Trying to Work in a Twisted System
I've had quite a day today... seems when it rains it pours, just like the salt. The latest little nugget was a possible interaction with a Java-based monitoring toolset that was written by another group in the Bank. I'm sure it's got a lot of potential to monitor Java-based applications and possibly even system processes and scripts, but we ran into a really nasty little side-effect today with a program I wrote that uses a third-party API message bus.
I've had a lot of problems with this particular message bus API - it will seemingly hang on input of a message. I believe that it's related to the socket communications the API is using, but I can't prove that because the vendor won't let me have access to their protocol. But that's not the biggie.
The biggie was that this new monitoring app was put on the production and UAT machines with my software without any word to us as a "heads up". Things started failing and when I couldn't understand why they weren't working, I saw this monitoring package on the box. I killed the monitor and Shazam! everything worked.
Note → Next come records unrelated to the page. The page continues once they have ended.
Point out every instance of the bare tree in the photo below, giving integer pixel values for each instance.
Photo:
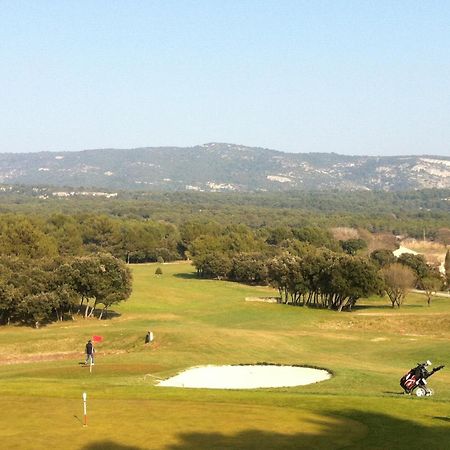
(398, 281)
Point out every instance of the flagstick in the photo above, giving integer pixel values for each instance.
(84, 410)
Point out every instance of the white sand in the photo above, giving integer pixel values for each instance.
(246, 377)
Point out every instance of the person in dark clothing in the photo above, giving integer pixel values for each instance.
(90, 350)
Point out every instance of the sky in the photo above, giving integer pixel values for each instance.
(351, 77)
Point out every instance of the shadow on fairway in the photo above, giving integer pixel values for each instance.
(187, 276)
(383, 432)
(109, 445)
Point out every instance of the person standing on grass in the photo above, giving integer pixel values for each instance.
(90, 350)
(149, 337)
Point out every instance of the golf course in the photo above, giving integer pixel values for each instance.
(198, 322)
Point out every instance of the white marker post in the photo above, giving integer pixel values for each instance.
(84, 410)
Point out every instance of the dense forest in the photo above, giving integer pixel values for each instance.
(62, 255)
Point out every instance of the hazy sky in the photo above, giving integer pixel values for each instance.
(352, 77)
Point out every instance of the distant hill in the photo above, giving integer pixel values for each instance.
(222, 167)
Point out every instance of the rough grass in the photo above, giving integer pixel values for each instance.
(208, 322)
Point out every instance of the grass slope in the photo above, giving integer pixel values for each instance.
(208, 322)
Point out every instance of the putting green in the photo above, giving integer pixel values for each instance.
(50, 422)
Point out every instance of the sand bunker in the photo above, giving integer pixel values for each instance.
(246, 377)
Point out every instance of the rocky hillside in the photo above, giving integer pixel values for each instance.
(222, 167)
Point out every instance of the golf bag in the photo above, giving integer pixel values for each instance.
(415, 380)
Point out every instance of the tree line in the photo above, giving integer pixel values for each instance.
(40, 290)
(320, 277)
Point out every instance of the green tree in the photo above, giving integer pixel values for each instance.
(382, 257)
(398, 281)
(431, 285)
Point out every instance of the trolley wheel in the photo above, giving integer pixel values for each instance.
(421, 392)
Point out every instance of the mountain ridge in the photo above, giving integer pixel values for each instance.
(223, 167)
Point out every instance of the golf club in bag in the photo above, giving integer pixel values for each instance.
(415, 380)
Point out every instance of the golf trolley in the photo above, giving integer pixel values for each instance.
(415, 381)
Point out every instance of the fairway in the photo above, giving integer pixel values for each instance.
(201, 322)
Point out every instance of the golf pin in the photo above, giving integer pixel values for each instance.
(84, 410)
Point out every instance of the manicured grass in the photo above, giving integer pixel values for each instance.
(208, 322)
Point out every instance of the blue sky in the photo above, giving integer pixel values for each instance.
(351, 77)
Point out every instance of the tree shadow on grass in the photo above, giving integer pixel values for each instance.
(384, 308)
(374, 431)
(110, 445)
(383, 432)
(187, 276)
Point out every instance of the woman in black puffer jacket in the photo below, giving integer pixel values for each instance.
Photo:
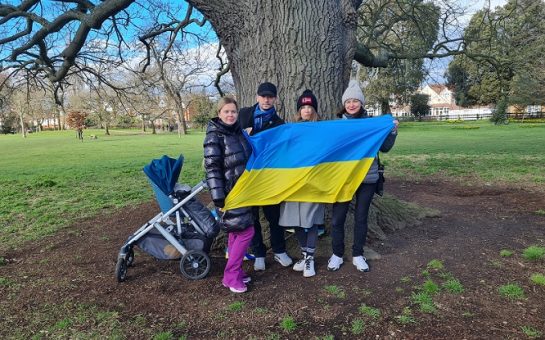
(226, 152)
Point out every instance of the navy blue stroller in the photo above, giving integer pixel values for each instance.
(184, 229)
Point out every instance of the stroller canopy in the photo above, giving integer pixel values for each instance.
(164, 172)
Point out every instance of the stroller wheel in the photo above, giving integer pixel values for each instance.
(130, 257)
(195, 264)
(121, 269)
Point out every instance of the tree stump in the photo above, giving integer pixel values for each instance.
(387, 215)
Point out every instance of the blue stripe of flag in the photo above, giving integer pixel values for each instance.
(318, 142)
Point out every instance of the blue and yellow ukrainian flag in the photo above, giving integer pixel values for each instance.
(321, 162)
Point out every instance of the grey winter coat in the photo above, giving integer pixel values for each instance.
(301, 214)
(226, 152)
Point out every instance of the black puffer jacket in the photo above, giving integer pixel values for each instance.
(226, 152)
(246, 119)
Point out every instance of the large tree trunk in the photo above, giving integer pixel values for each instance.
(289, 43)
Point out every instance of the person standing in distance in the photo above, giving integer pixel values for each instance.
(254, 119)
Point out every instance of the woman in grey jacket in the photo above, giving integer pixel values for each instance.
(353, 102)
(302, 215)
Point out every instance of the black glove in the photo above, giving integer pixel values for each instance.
(219, 203)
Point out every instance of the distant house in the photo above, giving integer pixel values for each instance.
(443, 105)
(442, 99)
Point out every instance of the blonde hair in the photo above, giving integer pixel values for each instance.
(313, 118)
(224, 101)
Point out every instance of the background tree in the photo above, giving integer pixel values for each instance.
(202, 109)
(295, 44)
(504, 58)
(386, 27)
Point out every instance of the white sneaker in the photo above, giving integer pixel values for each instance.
(236, 290)
(299, 266)
(334, 263)
(308, 271)
(359, 262)
(283, 259)
(259, 263)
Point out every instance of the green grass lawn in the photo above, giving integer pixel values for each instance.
(471, 152)
(50, 179)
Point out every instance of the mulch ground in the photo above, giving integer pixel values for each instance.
(76, 268)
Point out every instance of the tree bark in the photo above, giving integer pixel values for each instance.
(296, 44)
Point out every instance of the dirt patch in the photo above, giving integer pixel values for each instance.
(74, 269)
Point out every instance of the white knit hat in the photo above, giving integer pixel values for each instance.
(353, 91)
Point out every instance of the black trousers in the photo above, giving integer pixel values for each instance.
(364, 197)
(278, 241)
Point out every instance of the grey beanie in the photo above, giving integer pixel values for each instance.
(353, 91)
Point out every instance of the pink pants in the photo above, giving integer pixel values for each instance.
(238, 244)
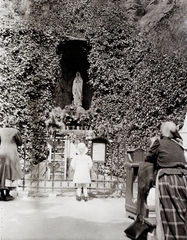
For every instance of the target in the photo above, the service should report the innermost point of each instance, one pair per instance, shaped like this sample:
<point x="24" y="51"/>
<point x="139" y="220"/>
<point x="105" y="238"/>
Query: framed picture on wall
<point x="99" y="149"/>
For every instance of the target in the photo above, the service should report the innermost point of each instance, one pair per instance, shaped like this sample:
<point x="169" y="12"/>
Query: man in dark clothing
<point x="167" y="155"/>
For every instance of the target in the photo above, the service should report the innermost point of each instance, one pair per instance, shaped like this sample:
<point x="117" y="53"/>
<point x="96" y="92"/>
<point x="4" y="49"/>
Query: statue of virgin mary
<point x="77" y="90"/>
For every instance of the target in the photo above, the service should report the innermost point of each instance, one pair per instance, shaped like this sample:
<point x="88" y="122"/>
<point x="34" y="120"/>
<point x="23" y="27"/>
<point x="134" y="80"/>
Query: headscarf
<point x="169" y="129"/>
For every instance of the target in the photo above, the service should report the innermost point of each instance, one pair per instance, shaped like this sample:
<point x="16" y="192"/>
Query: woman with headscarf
<point x="10" y="167"/>
<point x="167" y="154"/>
<point x="77" y="90"/>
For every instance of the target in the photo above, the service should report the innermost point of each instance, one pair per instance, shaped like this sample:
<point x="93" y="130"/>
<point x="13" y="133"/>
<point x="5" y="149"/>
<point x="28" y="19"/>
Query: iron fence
<point x="55" y="175"/>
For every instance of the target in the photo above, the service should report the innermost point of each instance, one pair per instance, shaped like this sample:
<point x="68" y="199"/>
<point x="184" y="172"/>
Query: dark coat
<point x="10" y="167"/>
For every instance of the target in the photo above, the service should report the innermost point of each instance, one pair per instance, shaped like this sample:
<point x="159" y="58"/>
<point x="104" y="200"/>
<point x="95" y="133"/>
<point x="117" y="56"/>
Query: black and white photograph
<point x="93" y="119"/>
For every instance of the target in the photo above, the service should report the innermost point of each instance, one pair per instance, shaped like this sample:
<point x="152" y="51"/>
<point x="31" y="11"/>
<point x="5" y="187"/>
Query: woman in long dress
<point x="77" y="90"/>
<point x="10" y="167"/>
<point x="167" y="154"/>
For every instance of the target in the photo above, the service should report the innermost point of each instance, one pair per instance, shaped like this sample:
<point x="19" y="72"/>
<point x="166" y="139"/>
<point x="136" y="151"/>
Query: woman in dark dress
<point x="167" y="154"/>
<point x="10" y="167"/>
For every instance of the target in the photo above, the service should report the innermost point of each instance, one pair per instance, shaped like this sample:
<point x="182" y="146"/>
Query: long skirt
<point x="173" y="206"/>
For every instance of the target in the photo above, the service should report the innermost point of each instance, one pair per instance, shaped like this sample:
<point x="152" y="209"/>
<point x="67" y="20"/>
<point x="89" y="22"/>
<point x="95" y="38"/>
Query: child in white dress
<point x="82" y="164"/>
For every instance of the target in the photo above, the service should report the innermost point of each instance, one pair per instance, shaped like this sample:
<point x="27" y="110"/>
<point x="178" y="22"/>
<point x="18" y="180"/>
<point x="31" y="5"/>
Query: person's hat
<point x="82" y="147"/>
<point x="169" y="129"/>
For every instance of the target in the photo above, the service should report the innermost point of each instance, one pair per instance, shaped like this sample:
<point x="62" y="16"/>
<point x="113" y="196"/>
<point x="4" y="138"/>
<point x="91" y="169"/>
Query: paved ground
<point x="63" y="218"/>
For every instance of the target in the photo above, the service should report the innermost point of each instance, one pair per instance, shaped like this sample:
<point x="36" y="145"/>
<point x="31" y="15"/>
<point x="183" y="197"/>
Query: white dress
<point x="82" y="165"/>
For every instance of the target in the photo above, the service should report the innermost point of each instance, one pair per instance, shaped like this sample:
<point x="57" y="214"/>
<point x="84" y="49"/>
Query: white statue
<point x="77" y="90"/>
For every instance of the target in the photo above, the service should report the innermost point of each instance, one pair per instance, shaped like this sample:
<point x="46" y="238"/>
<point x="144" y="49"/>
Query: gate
<point x="54" y="175"/>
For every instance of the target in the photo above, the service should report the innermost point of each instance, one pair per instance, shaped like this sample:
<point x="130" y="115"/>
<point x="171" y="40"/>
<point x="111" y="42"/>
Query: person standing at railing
<point x="82" y="164"/>
<point x="10" y="167"/>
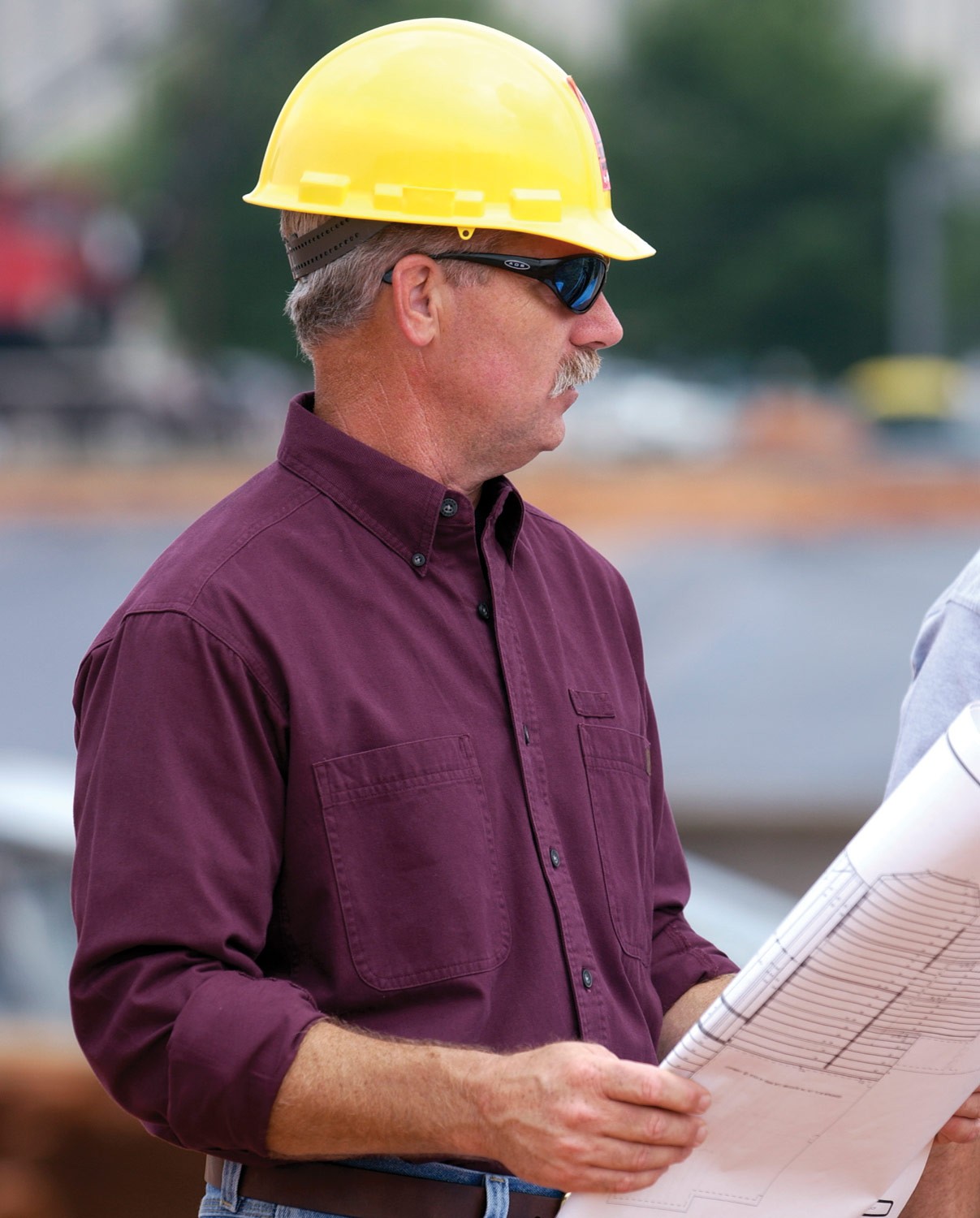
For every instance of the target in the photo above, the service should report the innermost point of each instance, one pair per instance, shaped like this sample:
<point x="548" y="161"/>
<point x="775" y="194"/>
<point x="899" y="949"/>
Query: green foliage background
<point x="750" y="140"/>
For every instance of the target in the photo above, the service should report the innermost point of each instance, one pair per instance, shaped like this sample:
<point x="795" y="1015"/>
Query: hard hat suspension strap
<point x="338" y="235"/>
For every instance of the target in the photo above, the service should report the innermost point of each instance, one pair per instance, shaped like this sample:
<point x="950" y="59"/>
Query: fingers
<point x="965" y="1123"/>
<point x="576" y="1117"/>
<point x="653" y="1086"/>
<point x="960" y="1129"/>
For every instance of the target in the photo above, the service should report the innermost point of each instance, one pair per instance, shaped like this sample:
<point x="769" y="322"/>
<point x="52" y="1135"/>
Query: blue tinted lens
<point x="578" y="282"/>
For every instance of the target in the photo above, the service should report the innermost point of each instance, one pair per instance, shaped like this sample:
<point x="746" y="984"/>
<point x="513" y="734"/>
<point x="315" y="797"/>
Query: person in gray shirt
<point x="945" y="670"/>
<point x="945" y="679"/>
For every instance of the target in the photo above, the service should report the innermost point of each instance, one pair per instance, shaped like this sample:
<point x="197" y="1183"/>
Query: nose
<point x="598" y="328"/>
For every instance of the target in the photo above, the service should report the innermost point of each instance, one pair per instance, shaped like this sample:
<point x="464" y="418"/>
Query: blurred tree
<point x="196" y="144"/>
<point x="753" y="146"/>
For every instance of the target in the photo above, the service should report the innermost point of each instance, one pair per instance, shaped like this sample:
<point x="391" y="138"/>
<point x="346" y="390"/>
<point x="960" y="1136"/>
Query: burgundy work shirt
<point x="340" y="752"/>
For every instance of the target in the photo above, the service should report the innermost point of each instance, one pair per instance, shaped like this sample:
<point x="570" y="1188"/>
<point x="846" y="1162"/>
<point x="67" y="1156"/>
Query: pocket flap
<point x="592" y="703"/>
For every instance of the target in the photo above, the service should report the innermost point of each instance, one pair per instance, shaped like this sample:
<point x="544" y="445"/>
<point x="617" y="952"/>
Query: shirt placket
<point x="585" y="982"/>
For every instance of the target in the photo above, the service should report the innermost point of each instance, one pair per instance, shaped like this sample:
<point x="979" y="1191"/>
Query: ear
<point x="419" y="297"/>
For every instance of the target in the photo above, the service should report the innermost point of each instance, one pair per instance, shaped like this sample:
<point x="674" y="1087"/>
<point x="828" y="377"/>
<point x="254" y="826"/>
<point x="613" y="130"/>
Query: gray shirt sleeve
<point x="945" y="675"/>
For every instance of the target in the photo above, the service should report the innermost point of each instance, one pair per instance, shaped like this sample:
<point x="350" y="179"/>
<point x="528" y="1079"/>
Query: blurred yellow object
<point x="906" y="387"/>
<point x="445" y="122"/>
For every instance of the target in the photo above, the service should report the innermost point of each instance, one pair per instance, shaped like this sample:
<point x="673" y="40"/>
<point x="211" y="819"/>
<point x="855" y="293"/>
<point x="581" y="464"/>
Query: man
<point x="375" y="862"/>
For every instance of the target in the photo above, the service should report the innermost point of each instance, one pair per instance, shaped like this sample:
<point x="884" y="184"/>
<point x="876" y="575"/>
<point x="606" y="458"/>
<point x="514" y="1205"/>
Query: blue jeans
<point x="224" y="1201"/>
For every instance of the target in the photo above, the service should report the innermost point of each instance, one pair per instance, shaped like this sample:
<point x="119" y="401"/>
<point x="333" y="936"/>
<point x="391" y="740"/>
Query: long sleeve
<point x="179" y="810"/>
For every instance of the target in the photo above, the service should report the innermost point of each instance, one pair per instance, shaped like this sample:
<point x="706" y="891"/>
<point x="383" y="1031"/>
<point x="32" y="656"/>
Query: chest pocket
<point x="619" y="776"/>
<point x="414" y="860"/>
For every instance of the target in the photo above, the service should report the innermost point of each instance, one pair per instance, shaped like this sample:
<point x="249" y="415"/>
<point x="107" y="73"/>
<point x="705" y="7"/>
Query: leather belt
<point x="358" y="1193"/>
While I think monitoring is good, and automated monitoring is really nice, it's got to be zero impact. You can't have a monitoring package that interferes with the normal operation of the application - and given that you can't know how the application works, you need to be very careful about how you communicate with your clients, etc. This package might not be really good, but in this case, we need to be a lot more careful about implementing it in our environment.
The twist in the system is that the people that put this monitoring package on the machines didn't bother to tell us what they were doing. They're supposed to be part of the Team working on this system, but they acted more like a bunch of little kids about this issue. They wanted to be able to do something "on their own" and so rather than talk it out and so it safely, they decide to go "joy riding" with the UAT and production systems. If they had done their homework and really checked things out, then this would be fine with me. But they didn't, so it's just another example of their unwillingness to really follow-through and do a good job.